The Arkham Sessions, hosted by Dr. Andrea Letamendi and Brian Ward, is a weekly podcast dedicated to the psychological analysis of pop culture, including Batman: The Animated Series, Steven Universe, the MCU, and Doom Patrol. Nostalgic, humorous, and even a little educational, each episode promises to lend some insight into the heroes, villains, and classic stories of the Dark Knight and more!

The Arkham Sessions, Ep. 171 – Captain America: The Winter Soldier

Captain America is depressed. And we should have seen this coming.

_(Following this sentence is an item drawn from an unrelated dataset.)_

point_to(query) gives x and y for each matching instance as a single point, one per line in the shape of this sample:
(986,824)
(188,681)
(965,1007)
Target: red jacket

Waking up in a post-9/11 world after 70 years of cryosleep would, if anything, cause a major meltdown. We rewatch Captain America: The Winter Soldier (2014) and notice the concerning signs of increased sadness, loneliness, and preoccupation with death as prominent features of Cap’s psychology. The super soldier known for his strength, stamina, and unrelenting defense of civil liberty is weakened by the moral fluctuations of his friends, his employer, and the leaders he once revered.

The constant undercurrent of The Winter Soldier is betrayal. From Black Widow performing secret side missions, to Nick Fury covertly building weapons of mass destruction, to S.H.I.E.L.D. serving as the institutional facade of the enemy agency HYDRA, to Bucky Barnes becoming a terrorist known as the Winter Soldier–the breaches of trust feel like deep and painful injuries to Cap. Within a couple of short years of being thawed out of his ice coffin, he experiences hit after hit to his core belief system.

One’s worldview is known as “their orientation of the heart.” These betrayals are, therefore, heartbreaking. They are violations of loyalty, intimacy, and passion. Feeling alone in his experience–highlighted by his colleagues reminding him he’s been asleep for 70 years–Steve Rogers struggles to identify with the value system carried even by the people on his side. But integrating the newer, and nuanced, worldview of his peers is not an option.

As Steve’s loneliness, disillusionment, and mistrust grow, his willingness to take risks and encounter danger increases. He is an outsider; he is mis-matched to his social environment and therefore operates with a recklessness that hints he’d rather not live in this world if he cannot serve it meaningfully. Drea outlines the impact of “betrayal trauma,” which can happen when an institution that a person relies on for survival ends up violating that person’s trust. When it happens intensely and repeatedly, betrayal trauma can lead to depression, chronic anger, irritability, anxiety, insomnia, self-hatred, and self-harm. These can be common experiences for soldiers who experience life-threatening combat trauma coupled with a sense that their institution or government betrayed them or failed to protect them.

Steve’s best protection against his antagonists is to preserve his reality and stay committed to his interpretation of true sovereignty; this means, however, being harmed if not destroyed in the process. Lucky for Steve, he has a friend who’s with him ’til the end of the line.